22/07/2009

Caixa reduz valor do seguro da casa própria em 40%

Fonte: Jornal da Tarde

Novos preços entram em vigor em 1º de agosto. Medida vai beneficiar o mutuário, visto que o serviço representa de 5% a 30% da prestação mensal do imóvel

(Foto: Divulgação)
Seguro pode representar entre 5% e 30% da prestação (Foto: Divulgação)

A Caixa Econômica Federal vai reduzir o preço do seguro habitacional em 40%. Os novos valores entram em vigor a partir de 1º de agosto. A informação é de Ricardo Talamini, diretor de Seguros para Financiamentos e Operações Financeiras da Caixa Seguros.

O seguro, que é contratado junto com o financiamento, cobre morte e invalidez do mutuário, além de danos causados ao imóvel. Definido a partir de combinação que considera a idade do titular do financiamento, o volume do saldo devedor e o valor do bem, o seguro pode representar entre 5% e 30% da prestação.

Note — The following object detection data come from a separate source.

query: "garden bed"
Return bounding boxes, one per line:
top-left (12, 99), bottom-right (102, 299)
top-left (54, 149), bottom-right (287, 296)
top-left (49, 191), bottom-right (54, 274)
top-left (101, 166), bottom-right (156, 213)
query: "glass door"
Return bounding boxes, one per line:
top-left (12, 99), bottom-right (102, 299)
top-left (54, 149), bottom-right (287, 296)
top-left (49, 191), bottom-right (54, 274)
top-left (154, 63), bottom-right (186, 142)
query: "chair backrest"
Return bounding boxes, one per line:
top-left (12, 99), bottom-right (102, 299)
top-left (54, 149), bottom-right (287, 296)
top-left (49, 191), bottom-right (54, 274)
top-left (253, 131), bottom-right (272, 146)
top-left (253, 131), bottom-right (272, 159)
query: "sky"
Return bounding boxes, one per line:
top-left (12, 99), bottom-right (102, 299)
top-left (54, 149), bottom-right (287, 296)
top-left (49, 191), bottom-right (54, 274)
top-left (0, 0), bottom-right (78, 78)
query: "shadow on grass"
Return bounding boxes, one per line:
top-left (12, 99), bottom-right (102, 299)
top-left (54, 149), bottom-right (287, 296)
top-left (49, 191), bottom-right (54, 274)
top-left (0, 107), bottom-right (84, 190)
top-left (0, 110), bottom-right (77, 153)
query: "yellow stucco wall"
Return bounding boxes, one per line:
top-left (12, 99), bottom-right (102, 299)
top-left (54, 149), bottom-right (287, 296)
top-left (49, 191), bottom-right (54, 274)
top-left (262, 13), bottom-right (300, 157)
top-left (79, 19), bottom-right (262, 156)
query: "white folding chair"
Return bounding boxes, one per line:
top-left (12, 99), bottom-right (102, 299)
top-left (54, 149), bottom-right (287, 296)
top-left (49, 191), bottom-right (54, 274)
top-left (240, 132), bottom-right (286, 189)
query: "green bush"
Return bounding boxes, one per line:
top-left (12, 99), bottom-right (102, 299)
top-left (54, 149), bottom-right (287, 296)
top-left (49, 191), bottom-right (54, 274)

A redução anunciada pela Caixa antecipa a regulamentação que está sendo preparada pelo Conselho Monetário Nacional (CMN), em parceria com o Conselho Nacional de Seguros Privados (CNSP), a fim de intensificar a concorrência neste mercado. Pelas regras em gestação pelos dois órgãos, formados por representantes de diferentes áreas do governo, os bancos terão de oferecer ao menos quatro opções de seguro habitacional, além do próprio, no momento do financiamento.

O primeiro passo foi a edição da Medida Provisória 459, em março. A MP, que instituiu as regras do programa habitacional “Minha Casa, Minha Vida”, determinou, entre outras mudanças, que os bancos ofereçam sua alternativa de seguro mais outras quatro da concorrência.

Segundo Talamini, até o momento a regra vale para imóveis até R$ 130 mil, faixa de valor coberta pelo programa do governo, mas será estendida para todas as modalidades do Sistema Financeiro de Habitação (SFH), para imóveis até R$ 500 mil.

Laerte Temple, coordenador do curso MBA de Negócios Imobiliários da Fundação Armando Álvares Penteado (Faap), afirma que a medida deve fazer diferença no bolso do consumidor. Temple observa que cada seguradora tem critérios próprios para definir os riscos a partir das diversas variáveis, como idade, renda e localização do imóvel, o que fará diferença no preço final. Temple acredita que, na prática, a instituição que estiver fechando o contrato concordará em reduzir seu preço para não dar espaço ao seguro da concorrência.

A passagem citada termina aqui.